Un grave attacco informatico iraniano, istradato attraverso server statunitensi ed europei, ha preso di mira gli impianti idrici israeliani lo scorso fine aprile. Progettato con l’obiettivo di paralizzare e avvelenare il sistema di approvvigionamento d’acqua generato dagli impianti di dissalazione, l’attacco è riuscito a violare il sistema di sicurezza ma è stato contrastato prima che potesse causare interruzioni nella fornitura proprio durante la crisi da coronavirus.
Gli attacchi informatici colpiscono in genere siti web o database contenenti informazioni sensibili, ma quello avvenuto in Israele è il primo del suo genere. Secondo il rapporto della direzione generale della Israel National Cyber, hacker iraniani hanno cercato di ingannare i computer che controllano la struttura idrica per aumentare esponenzialmente la quantità di cloro che viene aggiunto all’acqua per la disinfezione e al fine renderla potabile.

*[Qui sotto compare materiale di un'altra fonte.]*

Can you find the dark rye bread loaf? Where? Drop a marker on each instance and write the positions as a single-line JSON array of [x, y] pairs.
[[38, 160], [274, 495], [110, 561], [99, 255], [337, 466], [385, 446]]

Cambiando le proporzioni l’acqua può diventare estremamente pericolosa per la salute pubblica.
Gli israeliani non hanno menzionato direttamente l’Iran, ma i recenti sviluppi hanno inaugurato una nuova era di guerra informatica segreta impostata su attacchi cibernetici. Israele e Iran sono nemici acerrimi di lunga data impegnati in anni di battaglie. L’intelligence israeliana e statunitense, sono state sospettate tempo addietro di aver lanciato un malware (software informatico dannoso) nel tentativo di interrompere il programma nucleare iraniano, ma l’attacco ai sistemi idrici ha rappresentato la prima volta nella storia moderna un attacco informatico che ha mirato a causare danni alla vita reale dei cittadini.
A fronte di questo, Israele ha voluto inviare in rappresaglia un messaggio, mostrando la propria abilità informatica, con il presunto attacco del 9 maggio contro il porto iraniano di Shahid Rajaee nella provincia di Hormozgan, arrestando bruscamente il traffico navale e creando notevoli disagi e disordine. I computer che regolano il flusso delle navi e il transito di accesso delle auto e camion lungo le strade che conducono al porto, si sono fermati inspiegabilmente tutti contemporaneamente.
L’Iran, tramite una dichiarazione rilasciata alle agenzie di stampa dall’amministratore delegato della Ports and Maritime Organization, Mohammad Rastad, ha riconosciuto che il sistema computerizzato del porto è stato messo fuori uso da un hacker straniero sconosciuto. Funzionari dell’intelligence americana che hanno monitorato la vicenda, hanno confermato l’origine dell’attacco in Israele.
Nessuno dei due paesi ha confermato ufficialmente il proprio ruolo. Israele non risponde alle richieste di commento per l’attacco informatico al porto iraniano e l’Iran si rifiuta di commentare l’attacco informatico ai danni degli impianti idrici israeliani. Ma è in linea con la politica israeliana quello di reagire con tutti i mezzi alle provocazioni iraniane. “Ogni volta che si è vista un’escalation iraniana, come l’aumento della capacità missilistica in Siria, si è costantemente assistito a ritorsioni israeliane con bombardamenti di quelle basi”, ha detto Dmitri Alperovitch, dirigente dell’Harvard Belfer Center per la politica di sicurezza informatica. “Quindi sembra che ora abbiano applicato quella dottrina nel cyberspazio”, ha aggiunto.